Among them, prostaglandin A is a vasodilator of plasma, which can activate the active component of hemolytic fibrin, can reduce the blockage of human blood vessels and the coronary arteries of the heart, fight against pressure-increasing substances such as catecholamines in the body, and can promote blood pressure and other substances such as sodium salts.Excretion, which has the effect of lowering blood pressure and preventing thrombosis.

Diallyl disulfide and sulfur amino acids have the function of preventing vascular sclerosis and reducing blood lipids.

Patients with hyperlipidemia often eat onions, and the levels of plasma, triglycerides and lipoproteins in the body will significantly decrease.

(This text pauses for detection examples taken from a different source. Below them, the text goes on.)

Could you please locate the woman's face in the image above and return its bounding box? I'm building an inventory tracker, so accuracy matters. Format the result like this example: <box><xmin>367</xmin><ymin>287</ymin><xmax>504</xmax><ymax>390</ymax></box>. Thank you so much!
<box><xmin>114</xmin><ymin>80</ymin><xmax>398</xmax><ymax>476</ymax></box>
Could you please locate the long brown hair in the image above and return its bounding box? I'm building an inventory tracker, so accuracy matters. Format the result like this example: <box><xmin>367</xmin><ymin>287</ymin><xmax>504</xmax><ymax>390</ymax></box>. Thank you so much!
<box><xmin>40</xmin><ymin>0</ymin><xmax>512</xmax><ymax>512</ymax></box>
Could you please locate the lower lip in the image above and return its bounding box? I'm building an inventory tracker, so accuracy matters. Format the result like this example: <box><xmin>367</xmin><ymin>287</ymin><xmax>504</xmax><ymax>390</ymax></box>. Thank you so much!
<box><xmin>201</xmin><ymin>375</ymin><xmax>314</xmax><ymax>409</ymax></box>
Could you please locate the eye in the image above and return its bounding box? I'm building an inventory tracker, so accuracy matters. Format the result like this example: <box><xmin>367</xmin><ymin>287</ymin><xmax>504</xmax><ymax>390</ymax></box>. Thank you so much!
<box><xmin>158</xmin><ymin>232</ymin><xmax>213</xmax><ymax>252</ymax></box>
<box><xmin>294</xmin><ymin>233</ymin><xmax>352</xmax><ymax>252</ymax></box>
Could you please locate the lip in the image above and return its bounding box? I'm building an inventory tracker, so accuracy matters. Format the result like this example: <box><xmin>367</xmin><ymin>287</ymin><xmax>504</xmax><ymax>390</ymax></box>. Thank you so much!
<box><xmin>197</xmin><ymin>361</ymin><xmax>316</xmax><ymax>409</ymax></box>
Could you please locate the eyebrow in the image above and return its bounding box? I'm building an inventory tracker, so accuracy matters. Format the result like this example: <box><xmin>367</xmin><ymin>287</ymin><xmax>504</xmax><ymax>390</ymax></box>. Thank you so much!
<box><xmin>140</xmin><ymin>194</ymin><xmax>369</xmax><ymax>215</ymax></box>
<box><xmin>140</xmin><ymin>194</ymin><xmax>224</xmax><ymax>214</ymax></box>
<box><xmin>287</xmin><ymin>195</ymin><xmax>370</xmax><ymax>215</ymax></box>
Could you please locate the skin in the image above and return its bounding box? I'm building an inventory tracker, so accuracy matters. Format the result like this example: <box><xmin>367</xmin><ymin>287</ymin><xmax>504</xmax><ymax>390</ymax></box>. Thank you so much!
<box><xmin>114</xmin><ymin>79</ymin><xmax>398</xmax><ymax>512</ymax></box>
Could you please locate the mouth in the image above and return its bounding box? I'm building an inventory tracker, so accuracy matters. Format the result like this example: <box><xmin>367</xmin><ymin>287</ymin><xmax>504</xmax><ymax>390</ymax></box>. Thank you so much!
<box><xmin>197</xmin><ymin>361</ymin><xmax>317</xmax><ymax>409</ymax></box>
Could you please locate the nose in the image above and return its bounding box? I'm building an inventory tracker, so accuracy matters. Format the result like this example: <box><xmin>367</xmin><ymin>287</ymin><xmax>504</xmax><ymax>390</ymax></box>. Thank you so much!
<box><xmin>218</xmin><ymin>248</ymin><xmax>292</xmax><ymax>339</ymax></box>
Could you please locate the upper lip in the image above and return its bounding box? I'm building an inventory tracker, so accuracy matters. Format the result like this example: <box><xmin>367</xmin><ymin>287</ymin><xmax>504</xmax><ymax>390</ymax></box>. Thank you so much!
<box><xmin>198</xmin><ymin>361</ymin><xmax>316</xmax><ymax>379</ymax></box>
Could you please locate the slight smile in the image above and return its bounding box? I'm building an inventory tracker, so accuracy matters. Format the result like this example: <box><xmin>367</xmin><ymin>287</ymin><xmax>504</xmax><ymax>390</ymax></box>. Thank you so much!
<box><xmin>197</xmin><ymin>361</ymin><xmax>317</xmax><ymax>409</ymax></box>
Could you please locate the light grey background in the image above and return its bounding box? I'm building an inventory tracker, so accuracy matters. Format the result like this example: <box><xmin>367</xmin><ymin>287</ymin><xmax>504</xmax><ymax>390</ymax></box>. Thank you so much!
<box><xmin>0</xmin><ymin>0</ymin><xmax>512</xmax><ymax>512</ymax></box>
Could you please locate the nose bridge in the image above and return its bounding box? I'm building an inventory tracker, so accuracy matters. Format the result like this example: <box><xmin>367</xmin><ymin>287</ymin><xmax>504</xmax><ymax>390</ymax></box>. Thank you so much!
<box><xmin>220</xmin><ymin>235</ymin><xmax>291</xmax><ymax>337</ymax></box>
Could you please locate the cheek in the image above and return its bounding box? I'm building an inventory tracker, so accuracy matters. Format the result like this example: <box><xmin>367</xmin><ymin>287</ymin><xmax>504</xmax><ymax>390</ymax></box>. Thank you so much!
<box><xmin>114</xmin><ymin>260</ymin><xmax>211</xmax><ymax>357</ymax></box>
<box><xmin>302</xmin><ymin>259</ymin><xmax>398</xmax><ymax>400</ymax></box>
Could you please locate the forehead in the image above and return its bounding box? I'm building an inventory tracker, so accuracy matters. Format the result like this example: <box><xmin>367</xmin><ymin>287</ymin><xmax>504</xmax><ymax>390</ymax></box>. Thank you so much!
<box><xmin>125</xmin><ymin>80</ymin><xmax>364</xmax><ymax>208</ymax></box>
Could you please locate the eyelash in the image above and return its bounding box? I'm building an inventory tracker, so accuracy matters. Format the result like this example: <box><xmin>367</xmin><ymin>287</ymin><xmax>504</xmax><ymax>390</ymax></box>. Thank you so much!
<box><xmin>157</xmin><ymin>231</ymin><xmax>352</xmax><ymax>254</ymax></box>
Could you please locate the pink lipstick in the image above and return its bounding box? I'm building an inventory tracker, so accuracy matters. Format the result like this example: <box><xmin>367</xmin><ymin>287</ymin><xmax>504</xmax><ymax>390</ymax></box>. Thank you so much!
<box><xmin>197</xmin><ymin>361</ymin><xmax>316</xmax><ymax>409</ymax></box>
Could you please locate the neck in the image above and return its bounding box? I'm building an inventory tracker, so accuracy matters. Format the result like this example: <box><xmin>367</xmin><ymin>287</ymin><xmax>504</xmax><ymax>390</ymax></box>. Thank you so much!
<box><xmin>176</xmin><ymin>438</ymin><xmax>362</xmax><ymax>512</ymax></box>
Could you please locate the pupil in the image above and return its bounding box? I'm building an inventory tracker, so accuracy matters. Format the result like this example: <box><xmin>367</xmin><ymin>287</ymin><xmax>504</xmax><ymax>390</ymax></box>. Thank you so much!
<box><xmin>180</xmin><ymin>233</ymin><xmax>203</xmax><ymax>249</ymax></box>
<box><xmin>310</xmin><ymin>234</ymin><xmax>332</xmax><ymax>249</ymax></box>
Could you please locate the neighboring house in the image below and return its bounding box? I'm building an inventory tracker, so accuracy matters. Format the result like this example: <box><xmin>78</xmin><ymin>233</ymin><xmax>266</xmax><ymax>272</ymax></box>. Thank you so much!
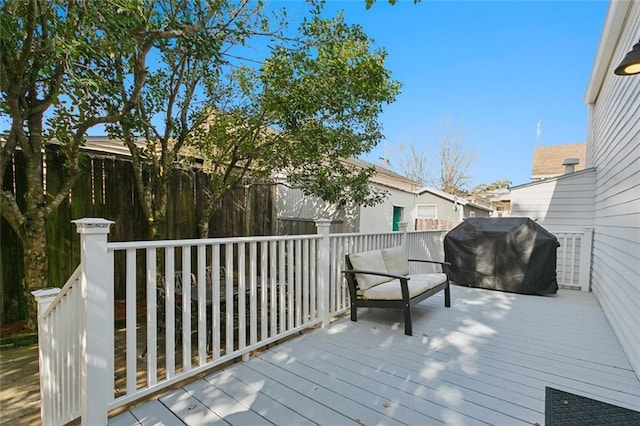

Experts believe that regular consumption of onions can stabilize blood pressure for a long time, improve embrittlement of blood vessels, and have a good protective effect on human arterial blood vessels.

Onions also contain flavonoids, which are similar to the hypoglycemic drug mesosulfonylurea buta urea, which can generate plasma glucan in the body, have a metabolic diuretic effect, and prevent diabetes and renal edema.

People with diabetes eat 25?
30 grams of onion can improve blood sugar and diuretic effect.

  Modern medical research shows that onions contain the trace element selenium.

Selenium is an antioxidant, it can promote the body to produce a large amount of glutathione, can remove free radicals in the body, and reduce the incidence of cancer.

Eating more onions in your diet can reduce your risk of prostate cancer.

  Cooking method, when cutting onions, the spicy taste is difficult to stimulate the tears, how to prevent it?

In a clever way, first put the onions in a thinner fresh-keeping plastic bag, and then put them in the freezer. When the onions are cold and not frozen, remove the onions, and the onions treated in this way will be less dazzling when cut.。
The onion’s irritating effect to the eyes is due to the sulfur oxides of propionaldehyde in the onion, which will generate a volatile acid when dissolved in water. When this acid evaporates, it will have a strong irritating reaction to the eyes.

Then, if its temperature is lowered, the conversion evaporates slowly, and the stimulating effect is attenuated.